# Configuring and populating a graph database

In this tutorial, we show how to use RDF and Blazegraph to create a graph database using Python.

## What is RDF

The [Resource Description Framework (RDF)](https://en.wikipedia.org/wiki/Resource_Description_Framework) is a high-level data model (some times it is improperly called "language") based on triples *subject-predicate-object* called statements. For instance, a simple natural language sentence such as <span style="color: red">*Umberto Eco is author of The name of the rose*</span> can be expressed through an RDF statement assigning to:

* <span style="color: red">*Umberto Eco*</span> the role of subject;
* <span style="color: red">*is author of*</span> the role of predicate;
* <span style="color: red">*The name of the rose*</span> the role of object.

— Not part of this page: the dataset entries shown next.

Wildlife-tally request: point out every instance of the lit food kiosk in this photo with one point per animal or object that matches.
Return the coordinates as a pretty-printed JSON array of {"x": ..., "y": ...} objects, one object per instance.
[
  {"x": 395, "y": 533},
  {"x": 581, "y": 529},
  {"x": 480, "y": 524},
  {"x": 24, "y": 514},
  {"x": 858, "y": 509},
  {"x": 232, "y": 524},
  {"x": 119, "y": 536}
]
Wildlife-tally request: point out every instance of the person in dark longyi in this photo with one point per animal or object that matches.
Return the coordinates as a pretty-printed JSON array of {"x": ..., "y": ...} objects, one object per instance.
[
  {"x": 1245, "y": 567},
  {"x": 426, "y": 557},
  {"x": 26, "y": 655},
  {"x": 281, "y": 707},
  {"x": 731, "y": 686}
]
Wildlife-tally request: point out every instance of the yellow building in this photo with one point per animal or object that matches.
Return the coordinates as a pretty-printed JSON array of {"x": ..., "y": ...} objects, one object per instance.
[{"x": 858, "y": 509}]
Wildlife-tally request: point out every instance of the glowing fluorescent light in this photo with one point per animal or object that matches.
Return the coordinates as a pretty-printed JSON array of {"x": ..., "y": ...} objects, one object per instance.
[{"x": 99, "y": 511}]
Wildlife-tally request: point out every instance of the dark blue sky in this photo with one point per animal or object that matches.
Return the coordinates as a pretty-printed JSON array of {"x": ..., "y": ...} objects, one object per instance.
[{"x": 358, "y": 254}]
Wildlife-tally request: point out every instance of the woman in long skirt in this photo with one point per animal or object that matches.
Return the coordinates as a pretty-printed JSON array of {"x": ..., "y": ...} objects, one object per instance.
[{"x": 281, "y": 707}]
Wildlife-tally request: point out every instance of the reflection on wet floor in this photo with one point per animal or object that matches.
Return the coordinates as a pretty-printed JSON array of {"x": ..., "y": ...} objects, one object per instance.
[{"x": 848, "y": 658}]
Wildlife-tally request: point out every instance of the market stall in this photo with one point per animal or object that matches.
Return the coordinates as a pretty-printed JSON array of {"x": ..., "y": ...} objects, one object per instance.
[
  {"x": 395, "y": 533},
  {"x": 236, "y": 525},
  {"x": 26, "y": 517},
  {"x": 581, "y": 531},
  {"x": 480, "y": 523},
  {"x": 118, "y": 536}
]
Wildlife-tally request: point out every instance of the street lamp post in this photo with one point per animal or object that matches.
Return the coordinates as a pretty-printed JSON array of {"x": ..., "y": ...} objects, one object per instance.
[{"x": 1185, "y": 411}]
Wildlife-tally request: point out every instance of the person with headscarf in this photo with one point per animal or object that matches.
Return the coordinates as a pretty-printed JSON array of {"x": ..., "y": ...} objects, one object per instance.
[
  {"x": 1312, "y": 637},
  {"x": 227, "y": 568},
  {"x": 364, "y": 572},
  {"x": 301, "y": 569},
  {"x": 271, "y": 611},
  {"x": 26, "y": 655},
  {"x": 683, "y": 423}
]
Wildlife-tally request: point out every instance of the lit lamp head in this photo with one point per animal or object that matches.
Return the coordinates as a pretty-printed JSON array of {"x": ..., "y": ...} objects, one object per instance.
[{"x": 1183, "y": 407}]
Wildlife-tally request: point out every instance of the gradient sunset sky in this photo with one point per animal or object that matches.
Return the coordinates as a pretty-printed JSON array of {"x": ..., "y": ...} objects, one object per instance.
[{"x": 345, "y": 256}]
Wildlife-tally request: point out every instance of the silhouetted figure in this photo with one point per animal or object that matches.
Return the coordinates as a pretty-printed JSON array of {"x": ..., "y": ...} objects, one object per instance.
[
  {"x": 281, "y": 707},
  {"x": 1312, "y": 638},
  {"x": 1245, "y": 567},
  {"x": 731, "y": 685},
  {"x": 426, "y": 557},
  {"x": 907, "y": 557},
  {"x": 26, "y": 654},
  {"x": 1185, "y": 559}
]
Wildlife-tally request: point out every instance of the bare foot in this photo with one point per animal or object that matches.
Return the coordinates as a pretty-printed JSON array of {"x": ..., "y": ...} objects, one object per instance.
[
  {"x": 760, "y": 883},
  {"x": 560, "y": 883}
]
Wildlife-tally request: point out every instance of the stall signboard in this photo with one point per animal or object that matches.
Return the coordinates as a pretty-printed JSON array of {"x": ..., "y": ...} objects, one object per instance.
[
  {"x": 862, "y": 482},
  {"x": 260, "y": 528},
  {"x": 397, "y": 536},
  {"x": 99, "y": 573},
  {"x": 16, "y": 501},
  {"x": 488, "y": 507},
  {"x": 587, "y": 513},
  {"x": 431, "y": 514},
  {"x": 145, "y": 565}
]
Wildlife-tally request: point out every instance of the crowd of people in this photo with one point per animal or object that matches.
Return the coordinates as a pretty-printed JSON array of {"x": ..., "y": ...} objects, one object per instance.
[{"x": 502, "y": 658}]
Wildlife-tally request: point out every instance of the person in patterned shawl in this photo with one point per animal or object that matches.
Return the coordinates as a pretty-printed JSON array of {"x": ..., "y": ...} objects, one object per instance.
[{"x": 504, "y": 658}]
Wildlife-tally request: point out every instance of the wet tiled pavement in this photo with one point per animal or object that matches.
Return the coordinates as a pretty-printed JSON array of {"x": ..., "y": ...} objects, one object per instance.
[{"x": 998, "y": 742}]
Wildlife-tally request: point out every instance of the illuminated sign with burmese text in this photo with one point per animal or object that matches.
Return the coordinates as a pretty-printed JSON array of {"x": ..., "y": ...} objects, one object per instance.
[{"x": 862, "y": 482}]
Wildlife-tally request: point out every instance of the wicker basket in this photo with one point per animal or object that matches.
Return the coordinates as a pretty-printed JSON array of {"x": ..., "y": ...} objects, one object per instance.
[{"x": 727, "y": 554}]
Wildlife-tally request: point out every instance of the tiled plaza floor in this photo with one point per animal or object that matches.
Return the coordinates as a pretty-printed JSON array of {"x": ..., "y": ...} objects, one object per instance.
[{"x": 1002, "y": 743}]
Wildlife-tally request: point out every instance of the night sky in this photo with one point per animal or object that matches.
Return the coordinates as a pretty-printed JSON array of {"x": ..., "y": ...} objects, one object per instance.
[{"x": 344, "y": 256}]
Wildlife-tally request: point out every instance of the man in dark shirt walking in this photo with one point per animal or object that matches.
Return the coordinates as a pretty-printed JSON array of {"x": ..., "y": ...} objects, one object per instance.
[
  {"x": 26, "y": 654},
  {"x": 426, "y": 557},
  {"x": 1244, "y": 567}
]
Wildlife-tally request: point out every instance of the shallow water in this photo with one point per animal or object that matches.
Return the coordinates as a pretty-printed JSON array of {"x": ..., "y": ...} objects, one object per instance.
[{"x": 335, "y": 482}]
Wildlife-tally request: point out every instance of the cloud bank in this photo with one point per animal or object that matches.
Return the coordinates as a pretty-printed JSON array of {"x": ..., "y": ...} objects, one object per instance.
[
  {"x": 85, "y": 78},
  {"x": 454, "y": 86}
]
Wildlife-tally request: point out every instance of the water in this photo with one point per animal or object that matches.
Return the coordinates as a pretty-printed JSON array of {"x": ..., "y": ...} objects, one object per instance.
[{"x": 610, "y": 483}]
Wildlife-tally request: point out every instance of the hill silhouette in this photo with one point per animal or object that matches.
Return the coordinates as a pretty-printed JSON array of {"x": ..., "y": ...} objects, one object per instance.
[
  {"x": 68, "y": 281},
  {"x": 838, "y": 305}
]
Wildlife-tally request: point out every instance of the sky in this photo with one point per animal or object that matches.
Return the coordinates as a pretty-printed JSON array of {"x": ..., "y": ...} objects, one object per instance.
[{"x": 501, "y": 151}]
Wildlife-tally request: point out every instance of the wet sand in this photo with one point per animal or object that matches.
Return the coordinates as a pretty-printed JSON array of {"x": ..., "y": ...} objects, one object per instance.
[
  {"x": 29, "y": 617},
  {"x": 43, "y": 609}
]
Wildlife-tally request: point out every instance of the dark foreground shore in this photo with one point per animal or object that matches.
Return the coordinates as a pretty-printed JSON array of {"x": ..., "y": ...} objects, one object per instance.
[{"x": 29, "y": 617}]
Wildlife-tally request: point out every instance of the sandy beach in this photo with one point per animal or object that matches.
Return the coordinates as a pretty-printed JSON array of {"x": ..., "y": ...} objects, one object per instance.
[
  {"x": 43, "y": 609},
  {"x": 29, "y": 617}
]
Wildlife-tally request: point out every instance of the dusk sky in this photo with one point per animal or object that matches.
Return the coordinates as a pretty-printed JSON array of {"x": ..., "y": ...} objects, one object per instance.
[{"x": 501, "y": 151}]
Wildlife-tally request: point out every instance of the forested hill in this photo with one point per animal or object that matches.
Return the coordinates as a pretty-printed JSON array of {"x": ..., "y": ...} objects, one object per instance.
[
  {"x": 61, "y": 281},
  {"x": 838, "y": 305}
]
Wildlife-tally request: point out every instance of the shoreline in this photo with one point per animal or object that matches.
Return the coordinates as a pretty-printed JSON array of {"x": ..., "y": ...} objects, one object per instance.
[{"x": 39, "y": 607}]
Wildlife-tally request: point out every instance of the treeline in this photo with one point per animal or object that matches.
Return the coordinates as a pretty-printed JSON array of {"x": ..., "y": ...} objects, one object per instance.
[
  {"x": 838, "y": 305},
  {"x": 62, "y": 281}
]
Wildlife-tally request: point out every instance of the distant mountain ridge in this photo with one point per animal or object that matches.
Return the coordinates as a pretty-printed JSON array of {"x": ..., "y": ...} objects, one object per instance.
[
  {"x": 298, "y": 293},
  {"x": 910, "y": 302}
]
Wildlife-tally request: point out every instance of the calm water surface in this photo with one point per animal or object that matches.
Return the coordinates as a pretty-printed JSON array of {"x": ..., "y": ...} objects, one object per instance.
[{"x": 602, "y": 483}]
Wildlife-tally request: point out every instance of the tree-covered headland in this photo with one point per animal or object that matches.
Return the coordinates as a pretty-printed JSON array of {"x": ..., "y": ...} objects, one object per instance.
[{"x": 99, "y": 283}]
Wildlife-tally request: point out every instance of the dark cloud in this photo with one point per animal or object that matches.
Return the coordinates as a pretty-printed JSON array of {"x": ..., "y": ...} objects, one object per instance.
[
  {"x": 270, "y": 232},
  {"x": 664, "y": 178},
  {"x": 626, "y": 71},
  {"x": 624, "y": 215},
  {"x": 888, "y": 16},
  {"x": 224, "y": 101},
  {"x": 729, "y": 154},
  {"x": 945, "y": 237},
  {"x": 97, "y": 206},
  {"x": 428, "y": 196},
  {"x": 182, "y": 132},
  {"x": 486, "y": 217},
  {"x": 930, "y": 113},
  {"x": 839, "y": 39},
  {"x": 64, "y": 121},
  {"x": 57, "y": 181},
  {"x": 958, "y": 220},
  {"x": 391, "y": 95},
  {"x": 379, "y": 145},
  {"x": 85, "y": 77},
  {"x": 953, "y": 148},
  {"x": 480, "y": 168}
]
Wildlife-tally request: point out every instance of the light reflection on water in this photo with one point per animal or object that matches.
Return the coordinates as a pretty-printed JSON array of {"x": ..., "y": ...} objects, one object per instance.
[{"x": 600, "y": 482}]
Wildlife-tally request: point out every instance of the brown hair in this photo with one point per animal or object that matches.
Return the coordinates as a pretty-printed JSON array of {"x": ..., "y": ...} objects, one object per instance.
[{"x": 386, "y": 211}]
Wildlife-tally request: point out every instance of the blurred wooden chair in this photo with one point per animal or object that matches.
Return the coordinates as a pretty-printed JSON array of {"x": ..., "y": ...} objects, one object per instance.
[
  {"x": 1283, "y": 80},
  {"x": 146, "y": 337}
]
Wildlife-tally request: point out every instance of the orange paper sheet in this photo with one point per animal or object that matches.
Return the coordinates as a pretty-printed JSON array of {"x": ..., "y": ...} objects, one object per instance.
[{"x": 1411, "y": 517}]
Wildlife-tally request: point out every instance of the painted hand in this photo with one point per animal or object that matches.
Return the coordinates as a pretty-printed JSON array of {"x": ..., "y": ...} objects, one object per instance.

The main entities comprising RDF are listed as follows.


### Resources

A *resource* is an object we want to talk about, and it is identified by an [IRI](https://en.wikipedia.org/wiki/Internationalized_Resource_Identifier). IRIs are the most generic class of Internet identifiers for resources, but often [HTTP URLs](https://en.wikipedia.org/wiki/URL) are used instead, which may be considered a subclass of IRIs (e.g. the [URL `http://www.wikidata.org/entity/Q12807`](http://www.wikidata.org/entity/Q12807) identifies Umberto Eco in [Wikidata](https://wikidata.org)).


### Properties

A *property* is a special type of resource since it is used to describe relation between resources, and it is identified by an IRI (e.g. the [URL `http://www.wikidata.org/prop/direct/P800`](http://www.wikidata.org/entity/P800) identifies the property *has notable work* - which mimic the <span style="color: red">*is author of*</span> predicate of the statement above).


### Statements

*Statements* enable one to assert properties between resources. Each statement is a triple subject-predicate-object, where the subject is a resource, the predicate is a property, and the object is either a resource or a literal (i.e. a string). 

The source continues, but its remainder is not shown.